"Wha-a-at!" gasps Vee. "Do you really mean it?"
I'd pulled a sensation, all right, and for the next half-hour she keeps me busy tryin' to explain the details of a situation I hadn't more'n half sketched out myself.
"Kept a miniature of her on his desk!" Vee rattles on. "And it hadn't been opened for ever so long, you say? What makes you think it hadn't?"
"Dusty," says I.
"Oh!" says Vee. "Just fancy! And she must have given it to him herself—an ivory miniature, you know. Was—was there another man, do you think, or just some silly misunderstanding? I wonder?"
"I hadn't got in that deep," says I.
"But suppose it was," says Vee, "only a misunderstanding, wouldn't it be lovely if we could find some way of—of—well, why don't you suggest something?"
Did I? Say, we was plottin' so lively there for a spell, with our heads close together, that I can't tell for a fact which it was did get the idea first.
But, anyway, when I'm busy at the Corrugated next mornin', openin' the first batch of mail and sortin' the junk from the important letters, I laid the mine. All I had to do was pick out an envelope postmarked Madison Square, ditch the art dealers' card that came in it, and substitute this song recital folder, opened so the picture couldn't be missed. And when I stacks the letters on Mr. Robert's desk I tucks that one in second from the top. Some grand little strategy that, eh?

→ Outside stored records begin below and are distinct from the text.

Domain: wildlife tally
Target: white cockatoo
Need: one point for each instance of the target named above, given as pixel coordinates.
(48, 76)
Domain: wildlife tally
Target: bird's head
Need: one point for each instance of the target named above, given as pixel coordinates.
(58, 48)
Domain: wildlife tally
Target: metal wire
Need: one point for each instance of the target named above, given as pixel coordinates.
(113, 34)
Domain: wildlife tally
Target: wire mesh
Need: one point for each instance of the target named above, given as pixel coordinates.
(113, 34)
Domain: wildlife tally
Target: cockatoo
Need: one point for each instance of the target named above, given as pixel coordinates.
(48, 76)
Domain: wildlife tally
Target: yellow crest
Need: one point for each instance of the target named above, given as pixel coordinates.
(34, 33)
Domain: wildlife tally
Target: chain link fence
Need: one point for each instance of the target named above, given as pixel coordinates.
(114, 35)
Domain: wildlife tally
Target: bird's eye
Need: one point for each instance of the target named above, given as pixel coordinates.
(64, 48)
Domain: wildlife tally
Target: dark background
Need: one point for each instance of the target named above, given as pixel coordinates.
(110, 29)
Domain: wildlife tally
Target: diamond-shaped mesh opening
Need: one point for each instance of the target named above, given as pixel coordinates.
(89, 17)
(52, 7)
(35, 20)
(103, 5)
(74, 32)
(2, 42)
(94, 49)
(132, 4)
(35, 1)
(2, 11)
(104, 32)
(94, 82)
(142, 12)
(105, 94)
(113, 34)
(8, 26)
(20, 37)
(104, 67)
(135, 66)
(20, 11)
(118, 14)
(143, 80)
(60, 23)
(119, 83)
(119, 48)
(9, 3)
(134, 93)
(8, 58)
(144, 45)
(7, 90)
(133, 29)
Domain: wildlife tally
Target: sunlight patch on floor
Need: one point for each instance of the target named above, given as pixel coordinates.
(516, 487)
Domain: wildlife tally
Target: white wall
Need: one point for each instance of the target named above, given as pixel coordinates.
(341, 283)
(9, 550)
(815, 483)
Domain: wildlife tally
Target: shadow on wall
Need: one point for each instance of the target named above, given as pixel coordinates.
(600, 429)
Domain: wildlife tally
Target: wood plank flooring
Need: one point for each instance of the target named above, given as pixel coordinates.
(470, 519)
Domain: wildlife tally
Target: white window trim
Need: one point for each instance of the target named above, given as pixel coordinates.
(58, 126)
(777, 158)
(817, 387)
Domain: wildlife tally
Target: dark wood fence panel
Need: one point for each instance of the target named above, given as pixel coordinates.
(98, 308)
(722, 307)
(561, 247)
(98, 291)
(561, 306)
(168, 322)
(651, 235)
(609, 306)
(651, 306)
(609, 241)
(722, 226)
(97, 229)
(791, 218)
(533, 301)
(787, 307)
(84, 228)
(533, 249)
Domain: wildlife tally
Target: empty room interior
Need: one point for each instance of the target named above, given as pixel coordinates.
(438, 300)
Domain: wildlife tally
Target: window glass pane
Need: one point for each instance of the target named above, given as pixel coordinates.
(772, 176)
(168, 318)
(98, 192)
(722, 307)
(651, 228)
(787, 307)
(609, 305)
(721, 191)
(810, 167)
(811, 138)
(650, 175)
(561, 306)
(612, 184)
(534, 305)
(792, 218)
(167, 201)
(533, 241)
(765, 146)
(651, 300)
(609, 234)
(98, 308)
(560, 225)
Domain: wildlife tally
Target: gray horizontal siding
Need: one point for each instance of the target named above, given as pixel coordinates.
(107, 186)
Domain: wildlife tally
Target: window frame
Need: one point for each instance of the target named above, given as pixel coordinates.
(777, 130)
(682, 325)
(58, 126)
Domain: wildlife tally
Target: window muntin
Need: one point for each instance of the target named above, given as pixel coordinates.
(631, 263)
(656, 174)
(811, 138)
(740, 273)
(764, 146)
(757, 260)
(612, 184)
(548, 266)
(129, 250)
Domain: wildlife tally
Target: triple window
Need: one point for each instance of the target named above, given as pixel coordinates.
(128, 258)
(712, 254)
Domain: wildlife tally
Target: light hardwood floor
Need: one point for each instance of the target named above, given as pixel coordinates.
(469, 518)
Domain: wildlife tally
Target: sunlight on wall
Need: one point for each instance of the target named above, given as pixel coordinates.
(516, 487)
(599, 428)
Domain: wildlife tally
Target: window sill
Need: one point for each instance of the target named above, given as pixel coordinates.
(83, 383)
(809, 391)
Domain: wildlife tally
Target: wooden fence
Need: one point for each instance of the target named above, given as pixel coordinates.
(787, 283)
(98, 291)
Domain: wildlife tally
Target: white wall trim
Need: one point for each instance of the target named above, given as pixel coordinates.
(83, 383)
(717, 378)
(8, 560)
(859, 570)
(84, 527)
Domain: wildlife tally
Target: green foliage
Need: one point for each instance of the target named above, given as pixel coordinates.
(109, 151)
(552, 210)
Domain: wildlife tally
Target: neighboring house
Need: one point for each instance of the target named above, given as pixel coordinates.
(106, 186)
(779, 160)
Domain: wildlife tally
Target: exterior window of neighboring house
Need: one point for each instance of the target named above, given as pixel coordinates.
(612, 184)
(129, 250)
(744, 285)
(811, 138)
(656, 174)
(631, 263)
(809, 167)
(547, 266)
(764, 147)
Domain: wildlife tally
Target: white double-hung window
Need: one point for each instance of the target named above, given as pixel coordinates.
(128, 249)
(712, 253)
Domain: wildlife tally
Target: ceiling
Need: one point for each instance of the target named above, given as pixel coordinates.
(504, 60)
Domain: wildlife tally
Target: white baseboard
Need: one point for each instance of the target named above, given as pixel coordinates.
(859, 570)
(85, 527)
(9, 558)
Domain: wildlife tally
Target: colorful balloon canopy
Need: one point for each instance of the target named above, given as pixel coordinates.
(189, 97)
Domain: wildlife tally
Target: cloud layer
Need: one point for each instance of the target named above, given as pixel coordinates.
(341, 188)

Then I keeps my ear stretched for any remarks Mr. Robert may unload when he makes the great discovery. But, say, when you try dopin' out such a complicated party as Mr. Bob Ellins you've tackled some deep proposition. Nothin' emotional about him, and although I'm sittin' only a dozen feet off, half facin' his way too, I don't get even the hint of a smothered gasp. Couldn't even tell whether he'd seen the picture or not, and by the time I works up an excuse to drift over by his elbow he's halfway through the pile.